Sometimes, a piece of software will appear which mimics the behaviour of a piece of code so closely that the authors of the original GPL code become suspicious. By careful analysis of the suspect code, and some skilful reverse engineering, it is possible to ascertain that the suspect code incorporates GPL code. In practice, however, it is most likely that one of the developers working for the shady company blows the whistle to the Free Software Foundation or GPL-Violations.org, which then takes up the case.
Keeping track
Option three is to allow your programmers access to these sources, on the understanding that the provenance of all code is carefully documented, and that the legal team checks the licences to make sure they are compatible with the business aims of the company and its project. This keeps the programmers happy, maximises productivity and minimises the risk of software violation. What is required is a ‘found source’ policy, guiding the developers in terms of which sources of found source they can use; how its use is to be documented; to whom they should refer any usage or licensing queries; and to whom they should report any violations.

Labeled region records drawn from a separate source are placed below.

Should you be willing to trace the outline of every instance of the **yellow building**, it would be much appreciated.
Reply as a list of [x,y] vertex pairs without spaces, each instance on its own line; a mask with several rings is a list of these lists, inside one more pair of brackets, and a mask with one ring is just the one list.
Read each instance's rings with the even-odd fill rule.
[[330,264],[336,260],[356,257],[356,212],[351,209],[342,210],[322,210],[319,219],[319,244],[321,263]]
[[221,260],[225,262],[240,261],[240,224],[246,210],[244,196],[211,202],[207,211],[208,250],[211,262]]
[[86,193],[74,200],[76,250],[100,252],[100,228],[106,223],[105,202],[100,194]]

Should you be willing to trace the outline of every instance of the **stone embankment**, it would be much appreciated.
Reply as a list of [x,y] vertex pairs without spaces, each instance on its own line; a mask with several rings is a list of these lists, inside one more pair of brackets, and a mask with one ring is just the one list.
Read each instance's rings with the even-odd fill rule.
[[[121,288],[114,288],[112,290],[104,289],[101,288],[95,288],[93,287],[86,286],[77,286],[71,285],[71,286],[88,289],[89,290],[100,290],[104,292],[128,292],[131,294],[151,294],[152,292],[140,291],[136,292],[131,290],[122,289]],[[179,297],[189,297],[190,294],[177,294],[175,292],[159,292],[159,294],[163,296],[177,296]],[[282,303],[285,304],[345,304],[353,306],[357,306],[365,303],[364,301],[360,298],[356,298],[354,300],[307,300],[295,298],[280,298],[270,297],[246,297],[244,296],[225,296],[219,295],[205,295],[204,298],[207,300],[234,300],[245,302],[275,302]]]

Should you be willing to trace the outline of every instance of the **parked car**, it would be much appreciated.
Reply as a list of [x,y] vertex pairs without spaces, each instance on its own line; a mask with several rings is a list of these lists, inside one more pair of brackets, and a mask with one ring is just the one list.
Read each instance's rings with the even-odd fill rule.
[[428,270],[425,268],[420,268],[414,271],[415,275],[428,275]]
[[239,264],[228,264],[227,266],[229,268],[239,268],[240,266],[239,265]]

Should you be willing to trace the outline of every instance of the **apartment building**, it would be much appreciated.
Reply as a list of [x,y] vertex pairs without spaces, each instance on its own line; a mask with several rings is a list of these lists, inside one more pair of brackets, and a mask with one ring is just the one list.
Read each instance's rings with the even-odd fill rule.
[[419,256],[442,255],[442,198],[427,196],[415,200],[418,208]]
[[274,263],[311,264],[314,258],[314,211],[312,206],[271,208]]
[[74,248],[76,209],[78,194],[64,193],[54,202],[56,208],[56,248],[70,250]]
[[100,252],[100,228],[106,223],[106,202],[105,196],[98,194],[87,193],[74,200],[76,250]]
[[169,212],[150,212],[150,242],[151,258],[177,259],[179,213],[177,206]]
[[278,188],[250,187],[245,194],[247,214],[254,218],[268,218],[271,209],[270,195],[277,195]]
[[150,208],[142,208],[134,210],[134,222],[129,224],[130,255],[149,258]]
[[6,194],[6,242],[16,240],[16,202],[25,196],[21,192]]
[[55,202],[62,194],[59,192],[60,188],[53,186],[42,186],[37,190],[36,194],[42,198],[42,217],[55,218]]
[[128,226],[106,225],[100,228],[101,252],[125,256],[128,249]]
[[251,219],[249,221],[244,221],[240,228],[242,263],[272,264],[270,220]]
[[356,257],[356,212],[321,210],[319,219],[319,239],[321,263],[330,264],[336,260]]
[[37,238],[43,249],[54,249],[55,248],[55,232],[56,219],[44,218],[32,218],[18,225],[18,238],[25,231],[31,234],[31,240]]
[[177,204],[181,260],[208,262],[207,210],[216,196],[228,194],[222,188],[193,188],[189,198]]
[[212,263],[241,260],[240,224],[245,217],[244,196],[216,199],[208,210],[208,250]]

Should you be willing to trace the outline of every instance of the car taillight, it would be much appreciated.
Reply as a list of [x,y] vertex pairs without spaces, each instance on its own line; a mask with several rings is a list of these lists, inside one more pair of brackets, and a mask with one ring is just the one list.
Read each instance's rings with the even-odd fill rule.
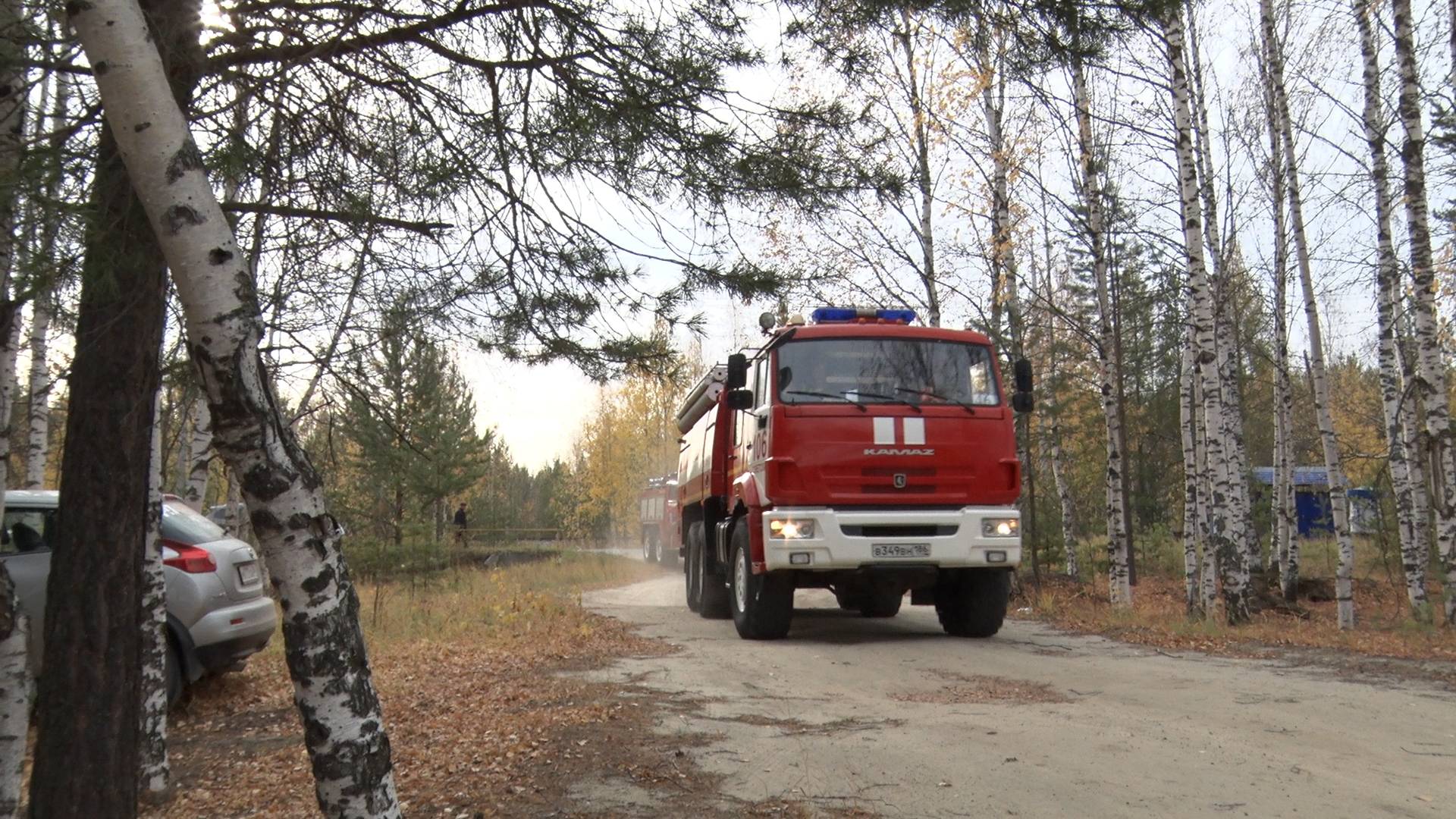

This is exactly the tack taken by messaging solutions supplier Scalix. The company uses and integrates open source components into its products, and also happily opens its own codebase to allow for contributions and enhancements from the broader community. The company reckons its engineers have been around long enough to know that use of this source is subject to differing licence terms, and while it encourages the use of third party sources, it makes sure that this is done on a fully-disclosed, open basis and that any licensing issues are referred to the legal experts before the code makes it into the source tree. If the correct documentation is maintained, both within the source code as comments, and as a separate dossier, then any due diligence issues or licence queries arising out of the code base can be tackled by reference to that documentation.
Due diligence is becoming increasingly necessary for software developers. Looking for capital? Potential funders or acquirers of a company now routinely undertake due diligence on the provenance of a company’s codebase. In addition, potential customers, particularly where they are outsourcing certain services to you, will want to ascertain that code has a legitimate provenance.
These organisations are using increasingly sophisticated tools, such as BlackDuck, which can scan your codebase and cross-reference it to a huge database of source code which BlackDuck has created, quickly revealing whether any of the open source code on the database has appeared in your code. Interestingly, software houses are now starting to use the BlackDuck software internally to scan their own codebase daily, to ensure that during the course of that day no unaccounted for code has crept into their codebase.
This can be a great selling tool: the software houses are essentially demonstrating that they keep their IP house in order, and that they do their own due diligence on software provenance. At least one large Indian outsourced development house uses BlackDuck in this way to assure its customers of the provenance of the code it cuts.
The third way, it seems, gives our Team A all of the advantages of plundering the riches of open source, without finding themselves at the end of an unanticipated lawsuit. Do you have an open source development policy?